下面你便可以自如的呼叫 MNIST 類了。

root = 'E:/Data/Zip/'
namespace = 'mnist'
train_mnist = MNIST(root, namespace, train=True, transform=None)  # 獲取訓練集
test_mnist = MNIST(root, namespace, train=False, transform=None)  # 獲取測試集

print('MNIST 的訓練集規模：{}'.format((train_mnist.data.shape)))
print('MNIST 的測試集規模：{}'.format((test_mnist.data.shape)))

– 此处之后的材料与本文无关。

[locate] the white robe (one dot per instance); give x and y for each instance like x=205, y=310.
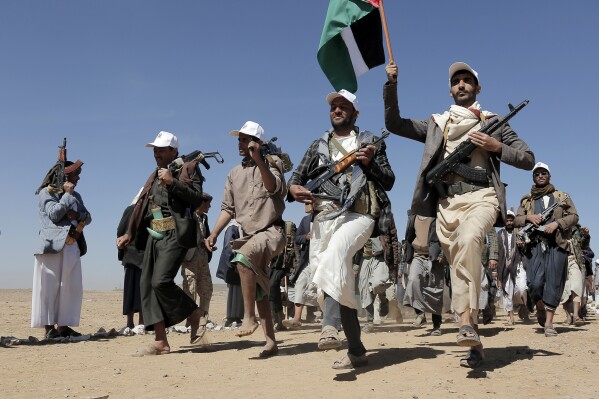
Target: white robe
x=57, y=288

MNIST 的訓練集規模：(60000, 28, 28)
MNIST 的測試集規模：(10000, 28, 28)

下面我們以 MNIST 的測試集為例，來看看 MNIST 具體長什麼樣吧！

from matplotlib import pyplot as plt


def show_imgs(imgs):
    '''
    展示 多張圖片
    '''
    n = imgs.shape[0]
    h, w = 4, int(n / 4)
    _, figs = plt.subplots(h, w, figsize=(5, 5))
    K = np.arange(n).reshape((h, w))
    for i in range(h):
        for j in range(w):
            img = imgs[K[i, j]]
            figs[i][j].imshow(img)
            figs[i][j].axes.get_xaxis().set_visible(False)
            figs[i][j].axes.get_yaxis().set_visible(False)
    plt.show()

imgs = test_mnist.data[:16]
show_imgs(imgs)

Fashion MNIST

namespace = 'fashion_mnist'
train_mnist_f = MNIST(root, namespace, train=True, transform=None)
test_mnist_f = MNIST(root, namespace, train=False, transform=None)

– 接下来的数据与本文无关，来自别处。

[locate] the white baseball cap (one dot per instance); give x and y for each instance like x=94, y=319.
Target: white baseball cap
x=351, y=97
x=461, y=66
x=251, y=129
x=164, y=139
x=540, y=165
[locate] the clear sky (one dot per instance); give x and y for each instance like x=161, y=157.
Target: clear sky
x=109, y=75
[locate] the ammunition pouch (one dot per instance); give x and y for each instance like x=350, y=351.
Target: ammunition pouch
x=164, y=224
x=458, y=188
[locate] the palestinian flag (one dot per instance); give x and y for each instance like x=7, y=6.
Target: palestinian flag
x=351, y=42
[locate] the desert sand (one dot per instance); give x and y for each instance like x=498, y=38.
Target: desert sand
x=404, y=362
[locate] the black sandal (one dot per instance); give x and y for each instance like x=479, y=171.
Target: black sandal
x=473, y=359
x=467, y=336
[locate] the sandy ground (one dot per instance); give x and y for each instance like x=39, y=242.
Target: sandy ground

print('Fashion MNIST 的訓練集規模：{}'.format((train_mnist_f.data.shape)))
print('Fashion MNIST 的測試集規模：{}'.format((test_mnist_f.data.shape)))

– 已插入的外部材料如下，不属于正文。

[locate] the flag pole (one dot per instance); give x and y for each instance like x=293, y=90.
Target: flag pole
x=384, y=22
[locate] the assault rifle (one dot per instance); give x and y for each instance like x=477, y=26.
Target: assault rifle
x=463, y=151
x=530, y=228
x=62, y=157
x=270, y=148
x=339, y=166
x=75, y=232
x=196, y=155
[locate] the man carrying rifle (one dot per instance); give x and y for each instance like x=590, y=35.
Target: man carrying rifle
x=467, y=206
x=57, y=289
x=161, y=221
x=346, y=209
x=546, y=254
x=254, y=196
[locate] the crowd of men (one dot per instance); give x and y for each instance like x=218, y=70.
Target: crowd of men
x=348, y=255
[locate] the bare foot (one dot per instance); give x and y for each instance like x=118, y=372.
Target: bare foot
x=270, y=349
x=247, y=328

Fashion MNIST 的訓練集規模：(60000, 28, 28)
Fashion MNIST 的測試集規模：(10000, 28, 28)

再看看 Fashion MNIST 具體長什麼樣吧！

imgs_f = test_mnist_f.data[:16]
show_imgs(imgs_f)

MNIST 和 Fashion MNIST 資料集還是太簡單了，為了滿足更多的需求，下面我們將進入 Cifar 資料集的 API 開發和使用環節。

Cifar API

class Bunch(dict):
    def __init__(self, *args, **kwds):
        super().__init__(*args, **kwds)
        self.__dict__ = self


class Cifar(Bunch):
    def __init__(self, root, namespace, transform=None, *args, **kwds):
        """CIFAR image classification dataset
         from https://www.cs.toronto.edu/~kriz/cifar.html

        Each sample is an image (in 3D NDArray) with shape (32, 32, 3).

        Parameters
        ----------
        meta : 儲存了類別資訊
        root : str, 資料根目錄
        namespace : 'cifar-10' 或 'cifar-100'
        transform : function, default None
            A user defined callback that transforms each sample. For example:
        ::

            transform=lambda data, label: (data.astype(np.float32)/255, label)

        """
        super().__init__(*args, **kwds)
        self.url = 'https://www.cs.toronto.edu/~kriz/cifar.html'
        self.namespace = namespace
        self._extract(root)
        self._read_batch()

    def _extract(self, root):
        tar_name = f'{root}{self.namespace}-python.tar.gz'
        names = extractall(tar_name, root)
        # print('載入資料的字典資訊：')
        #start = time.time()
        for name in names:
            path = f'{root}{name}'

            if os.path.isfile(path):
                if not (path.endswith('.html') or path.endswith('.txt~')):
                    k = name.split('/')[-1]
                    if path.endswith('meta'):
                        with open(path, 'rb') as fp:
                            self['meta'] = pickle.load(fp)
                    else:
                        with open(path, 'rb') as fp:
                            self[k] = pickle.load(fp, encoding='bytes')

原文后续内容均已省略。